Faith Hope and Charity, which Horváth wrote in 1932, should have received its premier the following year but it was cancelled and all his work banned under the Third Reich . He subtitled the play "A Little Dance of Death in Five Acts" and this picture of the struggle to survive in the economic depression of the 20s and 30s, especially in post-war Germany, does indeed end in a death.
It seems a very timely revival with surprisingly topical references to state benefits and with its references and its main character caught in a spiral of debt and unemployment, lies and imprisonment. Leonie Kubigsteltig's production brings out a likeness to Brecht's way of making an audience see cause and effect rather than become too caught up by the characters' emotional journeys.
Designer Signe Beckmann places the action on a low wooden platform backed by shoji-like screens (the Japanese influence even extended to an abbreviated hanamichi walkway for characters to approach the stage from the audience vomitories) that forms a simple background against which furniture and properties stand clearly for each scene and Kubigstelig and her movement director Angela Gasparetto have devised action that extends a scene to provide a segue to covers the change into the next and establish a new opening point. This emphasises the theatricality of the presentation and the audience's role as observers.

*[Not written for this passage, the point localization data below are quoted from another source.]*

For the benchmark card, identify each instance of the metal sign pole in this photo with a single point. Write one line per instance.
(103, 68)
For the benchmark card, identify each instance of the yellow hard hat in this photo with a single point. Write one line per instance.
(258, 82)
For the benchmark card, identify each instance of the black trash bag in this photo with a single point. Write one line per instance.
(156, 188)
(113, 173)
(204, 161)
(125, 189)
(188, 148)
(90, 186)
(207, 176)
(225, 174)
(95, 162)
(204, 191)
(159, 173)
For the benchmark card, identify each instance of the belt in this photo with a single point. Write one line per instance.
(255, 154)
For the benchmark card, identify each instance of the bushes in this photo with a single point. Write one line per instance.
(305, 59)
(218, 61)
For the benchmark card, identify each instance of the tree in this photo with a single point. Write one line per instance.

This is a not a play about 'the workers'. Its central character is middle class Elisabeth, daughter of an insurance company claims inspector, though she just calls him 'an inspector' in the hope that people will think him a state official and put her a higher rung up the social ladder. She's already been on the wrong side of the law for trying to sell things without a licence but now she's got herself a job as a travelling saleswoman selling corsets and suspender belts. She is not making a success of it and hopes to raise some money by offering her body for post-mortem medical dissection. There are no takers but one of the dissectors lends her the money to buy a seller's licence - but she has already been given one by her employer and he finds out that she lied so she's back in court and sent to prison. A meeting with a kindly policeman who she moves in with gives a brief respite but when it is revealed she's been in prison his career comes under threat and so the downward spiral continues.
Rebecca Oldfield as Elisabeth gives her a charming naivety. She isn't up to clever scheming; it doesn't occur to her that she won't get away with her little deceptions and what the effect of discovery could be. Perhaps she really does just fail to tick the boxes for social service help and handouts but she is an object lesson in the need to understand the world you live in and how it works, political education in its most basic form.
The other characters too are marked by the level of their ability to understand the system and by the narrowness of their personal view: the Dissector (Julien Ball), for instance, who may be lucky enough to get promoted but whose life seems restricted to the menagerie he keeps at home; the Magistrate's wife (Penelope McGhie) who has a knack for selling corsets and a very jaundiced view of the way the law operates; the policeman lover (Jude Monk), in thrall to authority; the officious Chief Dissector (Roy Sampson) or the decadent Baron (Paul Bahattacharjee).
Everyone except Oldfield and Monk are playing multiple roles, cross gender in the case of Emmanuella Cole's Joachim and Helena Lymbery's 2nd policeman - both very effective decidedly masculine movement.
In the final scenes you inevitably begin to become more emotionally involved with the characters but Kubigsteltig ensures that you end up judging things with your head not with your emotions.
"Faith, Hope and Charity" runs at the Southwark Playhouse until 16th July 2011.